# Alert rules for shithubd. Keep these short and signal-heavy —
# every alert here should map to a runbook in docs/internal/
# runbooks/incidents.md by name.

groups:
  - name: shithubd-availability
    interval: 30s
    rules:
      - alert: ShithubdWebDown
        expr: up{job="shithubd-web"} == 0
        for: 2m
        labels: {severity: page}
        annotations:
          summary: "shithubd web {{ $labels.instance }} is down"
          runbook: "runbooks/incidents.md#shithubd-down"

      - alert: ShithubdWorkerDown
        expr: up{job="shithubd-worker"} == 0
        for: 5m
        labels: {severity: page}
        annotations:
          summary: "shithubd worker is down"
          runbook: "runbooks/incidents.md#worker-down"

      - alert: PostgresDown
        expr: up{job="postgres"} == 0
        for: 1m
        labels: {severity: page}
        annotations:
          summary: "postgres is down — site cannot serve writes"
          runbook: "runbooks/incidents.md#postgres-down"

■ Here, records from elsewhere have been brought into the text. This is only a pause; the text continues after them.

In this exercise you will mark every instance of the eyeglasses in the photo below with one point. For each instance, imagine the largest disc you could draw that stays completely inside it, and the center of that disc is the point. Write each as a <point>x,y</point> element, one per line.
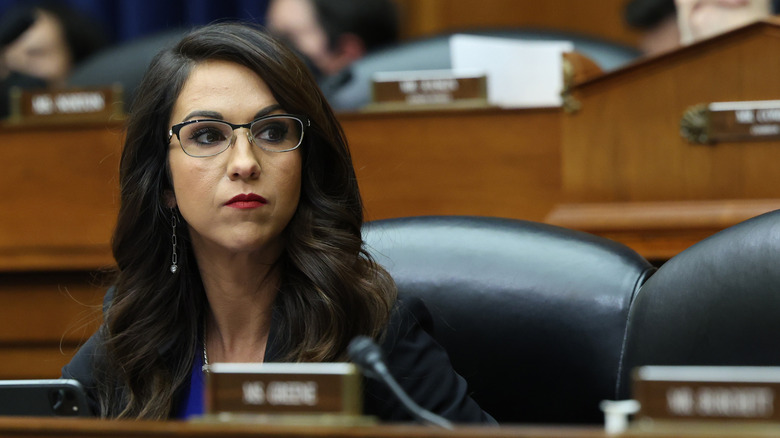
<point>207,137</point>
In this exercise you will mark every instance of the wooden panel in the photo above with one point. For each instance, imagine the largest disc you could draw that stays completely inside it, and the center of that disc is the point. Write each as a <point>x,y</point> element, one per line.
<point>46,308</point>
<point>44,316</point>
<point>659,230</point>
<point>271,427</point>
<point>624,145</point>
<point>599,18</point>
<point>58,196</point>
<point>483,162</point>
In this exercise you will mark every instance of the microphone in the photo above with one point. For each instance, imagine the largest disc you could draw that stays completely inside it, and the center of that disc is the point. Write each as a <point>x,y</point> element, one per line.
<point>368,357</point>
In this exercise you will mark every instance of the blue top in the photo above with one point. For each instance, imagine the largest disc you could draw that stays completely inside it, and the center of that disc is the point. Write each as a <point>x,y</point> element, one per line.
<point>191,402</point>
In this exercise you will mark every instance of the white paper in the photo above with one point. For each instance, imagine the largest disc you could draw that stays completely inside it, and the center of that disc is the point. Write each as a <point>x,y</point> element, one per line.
<point>519,73</point>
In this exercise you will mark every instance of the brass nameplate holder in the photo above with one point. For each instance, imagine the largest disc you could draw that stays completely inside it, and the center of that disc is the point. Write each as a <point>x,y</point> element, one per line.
<point>732,121</point>
<point>707,394</point>
<point>427,89</point>
<point>325,390</point>
<point>66,106</point>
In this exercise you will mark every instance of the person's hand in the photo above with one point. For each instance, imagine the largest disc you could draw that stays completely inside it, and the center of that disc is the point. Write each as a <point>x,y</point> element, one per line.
<point>699,19</point>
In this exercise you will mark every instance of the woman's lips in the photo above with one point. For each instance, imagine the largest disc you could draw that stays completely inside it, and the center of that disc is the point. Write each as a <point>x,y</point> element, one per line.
<point>246,201</point>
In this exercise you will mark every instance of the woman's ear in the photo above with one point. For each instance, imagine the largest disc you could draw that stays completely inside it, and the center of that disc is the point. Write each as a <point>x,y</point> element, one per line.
<point>170,199</point>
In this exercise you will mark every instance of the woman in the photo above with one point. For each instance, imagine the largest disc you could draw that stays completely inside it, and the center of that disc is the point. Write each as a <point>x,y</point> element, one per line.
<point>238,240</point>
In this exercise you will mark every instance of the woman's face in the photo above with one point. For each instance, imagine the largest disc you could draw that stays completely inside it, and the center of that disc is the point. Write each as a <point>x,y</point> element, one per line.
<point>205,189</point>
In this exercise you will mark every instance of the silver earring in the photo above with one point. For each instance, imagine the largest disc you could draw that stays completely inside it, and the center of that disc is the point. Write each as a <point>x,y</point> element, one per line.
<point>174,256</point>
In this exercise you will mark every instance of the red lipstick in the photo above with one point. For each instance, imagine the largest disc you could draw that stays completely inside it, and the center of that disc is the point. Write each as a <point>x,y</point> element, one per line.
<point>246,201</point>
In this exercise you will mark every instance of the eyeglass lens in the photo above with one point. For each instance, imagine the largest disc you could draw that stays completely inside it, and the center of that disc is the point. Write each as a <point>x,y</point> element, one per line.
<point>276,134</point>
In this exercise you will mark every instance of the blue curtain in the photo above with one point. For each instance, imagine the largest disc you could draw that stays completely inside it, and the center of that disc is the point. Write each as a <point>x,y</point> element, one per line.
<point>129,19</point>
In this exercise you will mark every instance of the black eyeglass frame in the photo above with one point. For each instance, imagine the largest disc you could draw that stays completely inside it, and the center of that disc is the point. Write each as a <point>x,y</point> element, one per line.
<point>305,123</point>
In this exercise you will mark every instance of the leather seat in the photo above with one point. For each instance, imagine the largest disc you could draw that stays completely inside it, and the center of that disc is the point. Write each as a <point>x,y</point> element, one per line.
<point>716,303</point>
<point>532,315</point>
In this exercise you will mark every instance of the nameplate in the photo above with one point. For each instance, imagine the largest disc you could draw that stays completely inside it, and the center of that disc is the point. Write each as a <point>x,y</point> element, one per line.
<point>284,388</point>
<point>707,393</point>
<point>429,88</point>
<point>66,105</point>
<point>719,122</point>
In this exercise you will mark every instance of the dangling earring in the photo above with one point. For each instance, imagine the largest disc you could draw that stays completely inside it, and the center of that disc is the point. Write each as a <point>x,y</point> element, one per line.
<point>174,256</point>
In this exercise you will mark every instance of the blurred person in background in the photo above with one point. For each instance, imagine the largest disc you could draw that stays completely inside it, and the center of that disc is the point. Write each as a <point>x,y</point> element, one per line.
<point>657,22</point>
<point>699,19</point>
<point>332,34</point>
<point>40,43</point>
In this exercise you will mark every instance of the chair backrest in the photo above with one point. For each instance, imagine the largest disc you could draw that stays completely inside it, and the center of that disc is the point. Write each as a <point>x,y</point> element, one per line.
<point>353,91</point>
<point>716,303</point>
<point>532,315</point>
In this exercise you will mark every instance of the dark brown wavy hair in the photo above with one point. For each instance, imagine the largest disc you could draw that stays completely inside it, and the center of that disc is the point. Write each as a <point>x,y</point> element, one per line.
<point>331,290</point>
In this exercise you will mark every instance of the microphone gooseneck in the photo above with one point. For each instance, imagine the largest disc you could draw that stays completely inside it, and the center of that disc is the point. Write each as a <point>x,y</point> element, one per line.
<point>368,357</point>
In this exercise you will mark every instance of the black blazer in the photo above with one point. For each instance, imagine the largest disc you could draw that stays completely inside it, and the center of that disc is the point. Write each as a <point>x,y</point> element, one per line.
<point>419,364</point>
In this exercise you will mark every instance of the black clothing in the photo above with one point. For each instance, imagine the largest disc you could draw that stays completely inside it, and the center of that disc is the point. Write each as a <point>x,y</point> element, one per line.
<point>419,364</point>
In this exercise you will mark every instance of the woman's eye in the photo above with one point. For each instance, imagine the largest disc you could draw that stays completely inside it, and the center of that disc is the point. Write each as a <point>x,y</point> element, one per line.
<point>207,136</point>
<point>272,133</point>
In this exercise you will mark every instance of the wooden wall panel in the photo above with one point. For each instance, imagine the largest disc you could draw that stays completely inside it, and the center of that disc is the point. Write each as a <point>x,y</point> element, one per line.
<point>625,144</point>
<point>599,18</point>
<point>58,196</point>
<point>492,162</point>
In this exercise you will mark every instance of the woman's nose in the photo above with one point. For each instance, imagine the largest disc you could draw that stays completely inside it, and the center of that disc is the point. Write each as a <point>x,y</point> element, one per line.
<point>244,157</point>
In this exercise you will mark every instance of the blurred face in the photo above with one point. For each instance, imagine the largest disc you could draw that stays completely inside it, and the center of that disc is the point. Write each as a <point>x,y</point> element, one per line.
<point>296,21</point>
<point>240,200</point>
<point>41,51</point>
<point>699,19</point>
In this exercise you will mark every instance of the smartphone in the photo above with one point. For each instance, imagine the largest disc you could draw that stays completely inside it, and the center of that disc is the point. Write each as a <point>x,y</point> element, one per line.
<point>43,398</point>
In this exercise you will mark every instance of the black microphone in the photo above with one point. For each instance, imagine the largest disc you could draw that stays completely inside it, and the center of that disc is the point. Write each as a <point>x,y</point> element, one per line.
<point>368,357</point>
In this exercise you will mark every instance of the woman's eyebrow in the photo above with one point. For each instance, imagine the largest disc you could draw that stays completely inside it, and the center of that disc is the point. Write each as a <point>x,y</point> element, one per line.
<point>218,116</point>
<point>204,114</point>
<point>267,110</point>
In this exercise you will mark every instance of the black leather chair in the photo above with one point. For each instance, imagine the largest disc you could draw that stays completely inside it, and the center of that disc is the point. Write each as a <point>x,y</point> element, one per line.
<point>532,315</point>
<point>351,89</point>
<point>716,303</point>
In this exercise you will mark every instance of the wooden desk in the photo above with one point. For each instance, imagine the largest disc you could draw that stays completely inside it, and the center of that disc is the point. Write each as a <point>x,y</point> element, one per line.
<point>628,174</point>
<point>487,162</point>
<point>82,428</point>
<point>44,427</point>
<point>58,204</point>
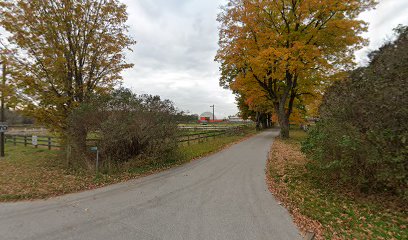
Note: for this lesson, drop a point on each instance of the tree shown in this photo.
(62, 52)
(286, 48)
(361, 138)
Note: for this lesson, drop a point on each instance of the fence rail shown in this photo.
(192, 134)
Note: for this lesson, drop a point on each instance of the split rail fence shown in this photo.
(189, 135)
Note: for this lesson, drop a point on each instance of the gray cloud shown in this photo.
(177, 42)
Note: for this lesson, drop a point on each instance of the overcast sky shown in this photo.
(177, 42)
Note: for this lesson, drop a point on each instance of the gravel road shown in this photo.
(223, 196)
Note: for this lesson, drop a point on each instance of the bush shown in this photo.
(361, 140)
(128, 130)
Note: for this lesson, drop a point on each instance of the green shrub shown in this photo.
(361, 140)
(129, 130)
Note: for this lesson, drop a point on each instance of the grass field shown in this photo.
(332, 214)
(34, 173)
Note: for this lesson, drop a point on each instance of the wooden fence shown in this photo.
(189, 135)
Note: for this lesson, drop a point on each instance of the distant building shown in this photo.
(207, 117)
(236, 119)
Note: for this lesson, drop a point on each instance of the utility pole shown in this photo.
(213, 106)
(2, 118)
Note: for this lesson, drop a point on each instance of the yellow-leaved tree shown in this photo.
(287, 48)
(62, 52)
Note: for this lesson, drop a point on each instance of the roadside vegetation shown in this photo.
(331, 213)
(32, 173)
(347, 177)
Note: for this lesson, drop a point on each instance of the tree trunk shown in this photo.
(283, 120)
(284, 126)
(264, 121)
(258, 127)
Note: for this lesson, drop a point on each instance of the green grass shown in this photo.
(343, 214)
(35, 173)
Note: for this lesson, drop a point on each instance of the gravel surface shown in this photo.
(223, 196)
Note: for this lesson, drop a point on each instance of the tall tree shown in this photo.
(286, 47)
(64, 51)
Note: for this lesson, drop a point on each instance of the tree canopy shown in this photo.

  - name: shithubd-latency
    interval: 30s
    rules:
      - alert: HighRequestLatencyP95
        expr: |
          histogram_quantile(0.95,
            sum(rate(http_request_duration_seconds_bucket[5m])) by (route, le)
          ) > 1.5
        for: 10m
        labels: {severity: ticket}
        annotations:
          summary: "p95 latency on {{ $labels.route }} > 1.5s"

      - alert: HighDBQueryRate
        expr: |
          sum(rate(pg_stat_statements_calls_total[5m])) > 5000
        for: 10m
        labels: {severity: ticket}
        annotations:
          summary: "DB call rate sustained > 5k/s — possible N+1 regression"

  - name: shithubd-jobs
    interval: 30s
    rules:
      - alert: JobBacklogGrowing
        expr: shithubd_job_queue_depth > 5000
        for: 15m
        labels: {severity: ticket}
        annotations:
          summary: "job queue depth > 5k — worker cannot keep up"
          runbook: "runbooks/incidents.md#job-backlog"

      - alert: WebhookDeliveryFailing
        expr: |
          rate(shithubd_webhook_deliveries_total{result="failure"}[15m])
            /
          rate(shithubd_webhook_deliveries_total[15m]) > 0.5
        for: 30m
        labels: {severity: ticket}
        annotations:
          summary: "webhook failure rate > 50% sustained"

  - name: shithubd-actions
    interval: 30s
    rules:
      - alert: ActionsRunnerHeartbeatStale
        expr: shithub_actions_runner_heartbeat_age_seconds{status!="offline"} > 60
        for: 5m
        labels: {severity: page}
        annotations:
          summary: "Actions runner {{ $labels.runner }} heartbeat stale for > 60s"
          runbook: "runbooks/incidents.md#actions-runner-heartbeat-stale"

      - alert: ActionsQueueDepthHigh
        expr: shithub_actions_queue_depth{resource="jobs"} > 100
        for: 10m
        labels: {severity: ticket}
        annotations:
          summary: "Actions queued jobs > 100 for 10m"
          runbook: "runbooks/incidents.md#actions-queue-depth-high"

      - alert: ActionsRunDurationP99Regressed
        expr: |
          histogram_quantile(0.99,
            sum(rate(shithub_actions_run_duration_seconds_bucket[30m])) by (le)
          )
            >
          1.5 *
          histogram_quantile(0.99,
            sum(rate(shithub_actions_run_duration_seconds_bucket[30m] offset 24h)) by (le)
          )
        for: 15m
        labels: {severity: ticket}
        annotations:
          summary: "Actions run duration p99 regressed by > 50% versus 24h ago"
          runbook: "runbooks/incidents.md#actions-run-duration-p99-regressed"

      - alert: ActionsLogScrubberPossiblyMissing
        expr: |
          sum(rate(shithub_actions_log_chunk_bytes_total{location="server"}[15m])) > 1048576
            and
          sum(rate(shithub_actions_log_scrub_replacements_total{location="server"}[15m])) == 0
        for: 30m
        labels: {severity: ticket}
        annotations:
          summary: "Actions logs are flowing but no server-side secret masks have matched"
          runbook: "runbooks/incidents.md#actions-log-scrubber-possibly-missing"

  - name: shithubd-backups
    interval: 5m
    rules:
      - alert: BackupOverdue
        expr: time() - shithubd_backup_last_success_seconds > 60 * 60 * 30
        for: 0m
        labels: {severity: page}
        annotations:
          summary: "no successful backup in > 30h"
          runbook: "runbooks/backups.md#missed-backup"